E.V. Day, Bride Fight
Lever House Lobby Gallery
390 Park Ave
Slowing a speed-walking New Yorker is no easy feat, but art installed in unlikely locations occasionally does the trick. People rushing by the Lever House recently have been pausing to take in E.V. Day’s current installation, Bride Fight. The white explosion of tulle, lace and silk, peppered with two pairs of pumps, a string of pearls and a blonde braid, at first appears to be a model of a galactic phenomenon. A closer look — and a glance at the title — reveals that the supernova-like abstraction in fact represents an earthly situation: two dynamically positioned wedding gowns within the installation suggest larger-than-life brides having at each other with superhuman rage. This is a catfight from nuptial hell, a humorous yet nightmarish representation of the stress of having a “fairytale” wedding. Day’s piece functions visually — the energized outward blast of white material could be a 3D rendering of an Italian Futurist painting — and also as social commentary, but what sends New Yorkers on their way with a smile, for better or worse, is the work’s one-liner quality: they look, they understand, and then they get on with their day.
Sarah Sze, Corner Plot
60th St and Fifth Avenue
The one-liner appeal of this sidewalk curiosity beckons to pedestrians from afar. The brick building rising up from the pavement (or is it sinking into the pavement?) promises to give passers-by the simplistic pleasure of gawking at a sci-fi movie set. Its perceived predictability slips away, though, when viewers bend over to look in the window of the oddly positioned structure. Inside, there is no perfect replica of a New York apartment and no scene from Poseidon. Instead, Sze has arranged a collection of her trademark objects: Rolls of toilet paper, pushpins and empty bottles populate the interior of the partially submerged space in a disorienting jumble.
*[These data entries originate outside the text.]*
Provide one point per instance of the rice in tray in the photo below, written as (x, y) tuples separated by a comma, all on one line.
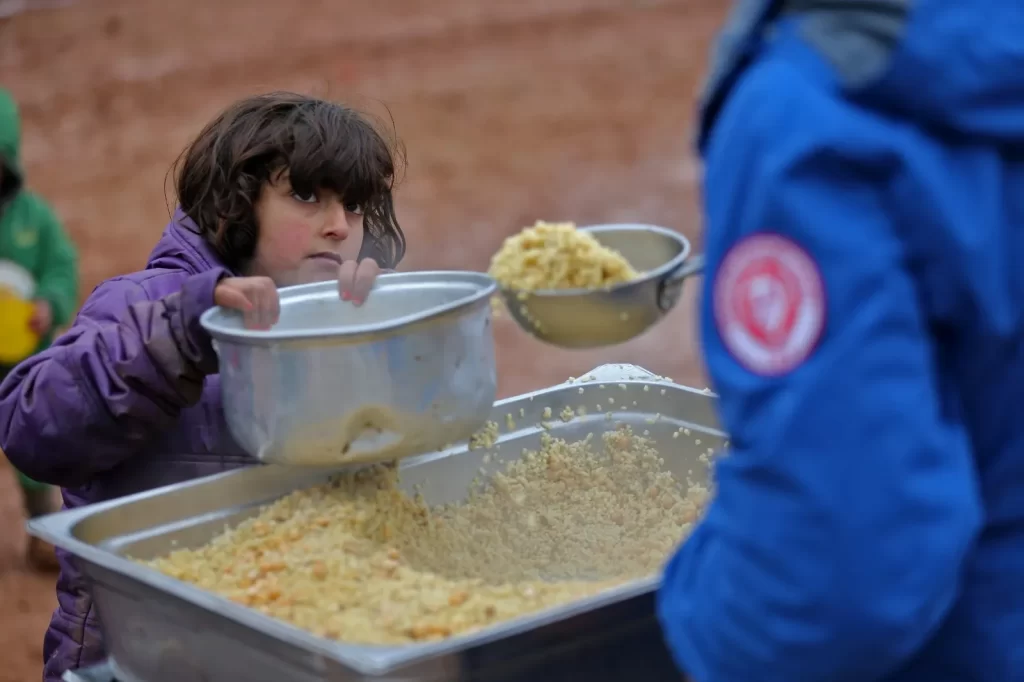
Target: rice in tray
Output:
[(359, 560)]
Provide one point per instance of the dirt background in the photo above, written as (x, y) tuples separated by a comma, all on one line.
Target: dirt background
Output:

While some might be relieved that the piece isn’t consistent with its Epcot Center-ish exterior, the unexpected tableau of ordinary things isn’t satisfying either. Sze’s most successful works are her expansive installations of quotidian objects in the hundreds, assembled with Rube Goldbergian logic. The cramped space inside Corner Plot’s windows doesn’t allow for the careful, ordered nature of those larger works, and consequently people walk away from the piece more confused — and just as unstimulated — as they were on the approach.